I'm borrowing an EEG device whose accompanying software also computes the FFT of the data it collects. The software provides the user with a file of EEG values and a file of FFT values computed from the EEG file, and I wanted to learn how to compute the FFT values on my own.
Here's the manufacturer's description of how they do it: "Each path contains 129 decimal values with a range of roughly -40.0 to 20.0. Each array represents FFT coefficients (expressed as Power Spectral Density) for each channel, for a frequency range from 0hz-110Hz divided into 129 bins. We use a Hamming window of 256 samples(at 220Hz), then for the next FFT we slide the window 22 samples over(1/10th of a second). This gives a 90% overlap from one window to the next. These values are emitted at 10Hz."

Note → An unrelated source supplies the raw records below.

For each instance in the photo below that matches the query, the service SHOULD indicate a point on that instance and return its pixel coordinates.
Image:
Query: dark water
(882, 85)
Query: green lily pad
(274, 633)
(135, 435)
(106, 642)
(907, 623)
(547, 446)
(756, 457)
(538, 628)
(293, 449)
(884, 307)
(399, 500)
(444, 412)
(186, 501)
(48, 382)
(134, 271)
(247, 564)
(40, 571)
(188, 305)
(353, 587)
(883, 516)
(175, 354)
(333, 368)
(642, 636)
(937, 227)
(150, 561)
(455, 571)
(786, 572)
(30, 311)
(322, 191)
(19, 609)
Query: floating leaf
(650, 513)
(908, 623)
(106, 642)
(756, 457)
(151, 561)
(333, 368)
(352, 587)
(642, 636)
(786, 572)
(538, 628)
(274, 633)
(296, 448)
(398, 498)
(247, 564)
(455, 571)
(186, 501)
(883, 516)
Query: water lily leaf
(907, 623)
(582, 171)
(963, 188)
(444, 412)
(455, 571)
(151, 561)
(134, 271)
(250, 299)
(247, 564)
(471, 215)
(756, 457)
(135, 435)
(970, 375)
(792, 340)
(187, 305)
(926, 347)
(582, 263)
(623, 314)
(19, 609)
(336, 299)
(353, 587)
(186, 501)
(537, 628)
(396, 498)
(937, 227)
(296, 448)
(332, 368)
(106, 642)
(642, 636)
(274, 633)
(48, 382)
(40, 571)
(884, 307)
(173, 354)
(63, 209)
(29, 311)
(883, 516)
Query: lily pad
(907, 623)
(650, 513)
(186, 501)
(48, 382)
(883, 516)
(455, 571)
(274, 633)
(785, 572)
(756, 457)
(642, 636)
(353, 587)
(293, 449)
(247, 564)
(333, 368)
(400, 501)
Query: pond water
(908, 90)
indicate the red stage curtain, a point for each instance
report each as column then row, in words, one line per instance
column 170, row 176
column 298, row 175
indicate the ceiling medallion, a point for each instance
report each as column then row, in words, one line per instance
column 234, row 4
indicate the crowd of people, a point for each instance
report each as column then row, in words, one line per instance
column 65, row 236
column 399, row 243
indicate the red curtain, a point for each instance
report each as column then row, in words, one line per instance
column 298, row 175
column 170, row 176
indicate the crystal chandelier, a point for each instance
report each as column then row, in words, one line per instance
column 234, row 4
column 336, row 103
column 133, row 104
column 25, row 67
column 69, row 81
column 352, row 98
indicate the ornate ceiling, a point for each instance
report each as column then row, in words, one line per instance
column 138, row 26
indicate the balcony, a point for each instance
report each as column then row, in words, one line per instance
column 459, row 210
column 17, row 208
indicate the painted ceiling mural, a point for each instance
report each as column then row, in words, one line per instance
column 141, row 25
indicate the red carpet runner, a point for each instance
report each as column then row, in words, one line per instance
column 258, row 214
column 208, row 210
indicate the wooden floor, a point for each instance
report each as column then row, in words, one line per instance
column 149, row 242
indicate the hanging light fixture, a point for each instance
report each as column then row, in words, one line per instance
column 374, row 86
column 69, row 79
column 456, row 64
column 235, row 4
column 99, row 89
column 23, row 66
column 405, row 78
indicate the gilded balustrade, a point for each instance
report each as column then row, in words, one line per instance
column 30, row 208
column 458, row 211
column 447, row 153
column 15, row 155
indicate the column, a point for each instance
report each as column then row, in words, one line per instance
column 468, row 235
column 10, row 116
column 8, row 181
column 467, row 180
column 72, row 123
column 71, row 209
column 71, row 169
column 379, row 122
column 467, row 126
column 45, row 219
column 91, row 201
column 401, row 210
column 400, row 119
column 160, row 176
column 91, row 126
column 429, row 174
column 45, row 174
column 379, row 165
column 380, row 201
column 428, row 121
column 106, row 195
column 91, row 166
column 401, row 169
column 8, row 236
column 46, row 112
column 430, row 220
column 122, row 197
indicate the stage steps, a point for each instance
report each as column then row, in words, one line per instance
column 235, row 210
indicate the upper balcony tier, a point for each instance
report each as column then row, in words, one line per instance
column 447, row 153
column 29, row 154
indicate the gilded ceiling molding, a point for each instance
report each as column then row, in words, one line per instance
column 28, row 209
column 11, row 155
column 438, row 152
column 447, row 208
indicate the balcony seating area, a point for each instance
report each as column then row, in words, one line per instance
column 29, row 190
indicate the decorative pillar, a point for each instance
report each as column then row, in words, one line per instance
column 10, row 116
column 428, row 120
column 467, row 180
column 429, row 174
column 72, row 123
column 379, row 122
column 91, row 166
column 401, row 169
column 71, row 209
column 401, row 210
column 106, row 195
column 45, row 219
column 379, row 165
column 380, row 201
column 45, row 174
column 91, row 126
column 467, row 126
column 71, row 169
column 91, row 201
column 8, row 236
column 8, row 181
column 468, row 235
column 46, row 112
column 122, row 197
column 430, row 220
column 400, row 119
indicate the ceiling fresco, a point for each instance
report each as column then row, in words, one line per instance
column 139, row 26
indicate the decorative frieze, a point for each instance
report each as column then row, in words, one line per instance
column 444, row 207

Going through MATLAB's documentation I ended up with this code:
X = data(:, 1);
h = hamming(256);
buf = buffer(X, 256, 234);
hWin = buf.*repmat(h(:), [1, size(buf, 2)]);
Y = fft(hWin);
P2 = (abs(Y))';
P1 = P2(:, 1:256/2 + 1);
P1(:, 2:end-1) = 2*P1(:, 2:end-1);
P1 = 10 * log10(P1);
But it doesn't produce the sames values that I see in the four FFT files given to me by the manufacturer. First, let me start by saying that their EEG file contains a 193011 X 4 matrix of data, and each column corresponds to the data collected by one of the four channels/sensors on the EEG device. And with each column of data, they were able to compute four separate files, which they named raw_fft0, raw_fft1, raw_fft2, and raw_fft3. Each raw_fft file contains a 8607 X 129 matrix whose values should be somewhere between -40 and -20. The actual observed values for their FFT files are somewhere between -30 to -20 to the low-to-mid 40s.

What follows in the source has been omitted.